Thursday, September 16, 2010

The Time of My Life

In a bid to make the evening more special we decide to go to the pub before the restaurant.

The bus journey is a mile and a half, two pounds each one way, a bargain. The pub we choose is one we used to go in when in this town, run by no-nonsense middle-aged women.

Oh well, not any more. Younger bar staff, loud male punters everywhere, swearing at the tops of their voices.

And the tellies are on. And here comes the football.

I see John Terry's gormless face in the tunnel. Oh well, Chelsea. I look around and see Chelsea memorabilia on the walls. Great. Just what I wanted.

Chelsea score two goals, one bloke shouts his appreciation. Most people are ignoring the football. As they should. Televisions, karaoke, live music and tv game show machines should have no place in pubs in a civilised society. But they do. They're everywhere, we're supposed to need these distractions nowadays.
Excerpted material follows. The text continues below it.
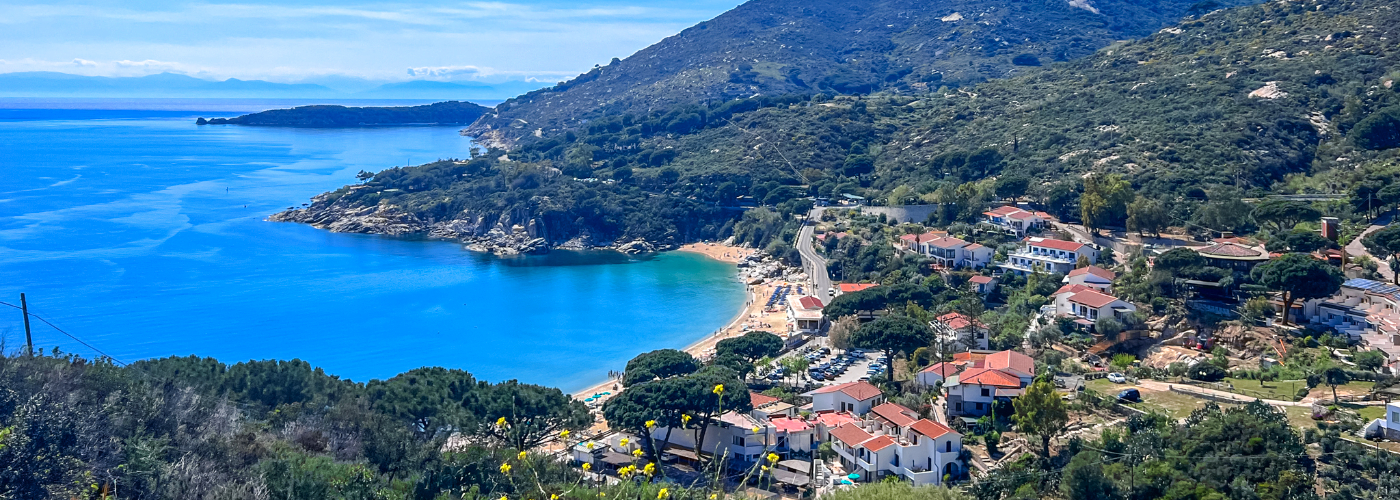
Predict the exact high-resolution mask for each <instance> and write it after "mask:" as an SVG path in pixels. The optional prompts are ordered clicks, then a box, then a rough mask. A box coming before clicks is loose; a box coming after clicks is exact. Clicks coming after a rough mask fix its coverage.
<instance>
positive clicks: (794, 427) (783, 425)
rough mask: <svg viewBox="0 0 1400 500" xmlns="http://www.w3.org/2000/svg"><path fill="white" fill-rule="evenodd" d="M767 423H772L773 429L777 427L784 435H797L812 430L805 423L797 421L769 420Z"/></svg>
mask: <svg viewBox="0 0 1400 500" xmlns="http://www.w3.org/2000/svg"><path fill="white" fill-rule="evenodd" d="M769 422H771V423H773V427H777V430H780V431H784V433H798V431H804V430H808V429H812V426H808V424H806V422H804V420H799V419H769Z"/></svg>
Ever since the 80s when it was decided by the Pub God that jukeboxes were not good enough any more and the hated video jukebox made an appearance with Michael Hutchence wanting to make us sweat greasily like him and Sting and Dire Straits screwing with our minds and starting us on the road to buying our Sky dishes.
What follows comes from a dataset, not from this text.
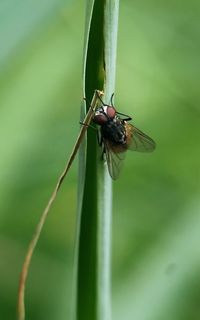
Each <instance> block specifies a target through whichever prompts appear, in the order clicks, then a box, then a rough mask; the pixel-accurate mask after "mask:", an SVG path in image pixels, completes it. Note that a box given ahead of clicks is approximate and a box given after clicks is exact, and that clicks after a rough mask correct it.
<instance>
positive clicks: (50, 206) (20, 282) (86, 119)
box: [17, 91, 103, 320]
mask: <svg viewBox="0 0 200 320" xmlns="http://www.w3.org/2000/svg"><path fill="white" fill-rule="evenodd" d="M102 95H103V92H102V91H95V93H94V96H93V98H92V102H91V107H90V109H89V111H88V113H87V114H86V116H85V119H84V122H83V123H84V125H83V126H82V127H81V130H80V133H79V135H78V138H77V140H76V143H75V145H74V148H73V150H72V153H71V155H70V157H69V160H68V162H67V164H66V166H65V169H64V171H63V172H62V174H61V175H60V177H59V179H58V182H57V184H56V187H55V189H54V191H53V193H52V195H51V197H50V199H49V202H48V204H47V206H46V208H45V209H44V211H43V213H42V215H41V218H40V220H39V223H38V225H37V227H36V230H35V232H34V235H33V238H32V240H31V242H30V244H29V247H28V251H27V254H26V257H25V259H24V263H23V267H22V271H21V275H20V280H19V289H18V303H17V315H18V320H24V319H25V304H24V293H25V286H26V279H27V275H28V271H29V266H30V262H31V258H32V255H33V252H34V249H35V247H36V245H37V242H38V239H39V237H40V234H41V231H42V228H43V226H44V223H45V220H46V218H47V216H48V213H49V210H50V209H51V206H52V204H53V202H54V200H55V198H56V195H57V193H58V190H59V189H60V187H61V185H62V182H63V180H64V178H65V177H66V175H67V172H68V171H69V169H70V167H71V165H72V162H73V160H74V158H75V156H76V154H77V151H78V149H79V147H80V144H81V142H82V141H83V138H84V135H85V133H86V130H87V128H88V126H89V124H90V122H91V120H92V117H93V115H94V112H95V109H96V107H97V101H98V98H99V97H101V96H102Z"/></svg>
So we leave this pub and head for another, distracted on the way by a pub that looks as though it's closed down. But it isn't. It's no longer the haunt of desperate alcoholics but it's now a Real Ale Pub, recommended by CAMRA, winning awards.

We go inside. There are Union Jacks everywhere, posters telling us about a Battle of Britain Day on Saturday, dressing up in Wartime clothes required, kids very welcome to come along as long as they're dressed as evacuees. That'll teach the kids what the War was like, except of course they'll be with their pissed-up mum rubbing Bisto into her legs and their paralytic dad moaning about how long it takes for him to get his willy out of his uniform to go for his half-hourly piss, not hundreds of miles away with smiling, welcoming strangers and glasses of creamy milk straight from the cow's udder.

Next week there's an Irish night when the theme is Green and leprechaun children with large heads and false ginger beards are welcome.

Meanwhile on the telly, we have Top Gear with the odious Jeremy and his mates.

So we leave this pub and head for the Turkish restaurant.

The restaurant is busy for a Wednesday night. Big men are getting stuck into big steaks, cramming chips into their big mouths. Out of the front window of this tastefully decorated very pleasant establishment I see the bookies over the road, bereft of customers, next door to the greengrocer's, which is next door to the Londis which doubles up as the local Post Office. The heart of the town.

The background music is awful 80s. Young at Heart, Eternal Flame, (I've Had) The Time of My Life, you get the picture. Pure shite but loved by everyone of a certain age, the age for coming out on a Wednesday night, stuffing your face with your partner.

So we leave the restaurant and, oh fuck, it's the bus: "RUN!"


  1. Twice in the past month I've asked pub/restaurant owners to turn down their tellies.

    And I've recently walked out of a couple of stores for blasting music where I can't hear myself think. I didn't say anything to them but I considered writing to them and telling them it's alienating customers but I just figured it was me being a bitch and maybe other more tolerant people are fine with it.

  2. *returns to click follow-up comments box*

  3. Camra were never the same after they went digital.

  4. The tellys are the worst when they have the sky sports news on. Someone will be talking to me & I'll be looking at the screen, watching the little leagues and tables whizz past, wondering who might be top scorer in Scottish Division 2.

  5. MJ - I wish I had the ability to ignore sound that annoys me. I'd be so much happier in the real world.

    Rog - I loved that box brown ale.

    Billy - Yes, you're in the middle of an interesting conversation and you get lost in the injury news about a player you can't abide. Horse racing's even worse - you start admiring flanks!

  6. Was there a belly dancer at the Turkish restaurant? I do love watching a woman's navel leap around.

  7. That's the hilarious thing about foreign restaurants, they are always playing completely inappropirate music these days. Or showing snuff movies as the one I dined in recently seemed to be with constant footage of various accidents in which the paricipants were clearly killed. Luckily I wasn't eating a kebab.

    Your town sounds a hive of cultural activity.

  8. GB - It was much more sophisticated than that. They even played Toni Braxton!

    Laura - I even long for a bit of Kenny G in Indian restaurants. The snuff movies sound very romantic.

  9. Move west, young man! It's a little more gentle on the ears.

  10. The last pub I went into in Cornwall was playing Eagles songs from the 80s!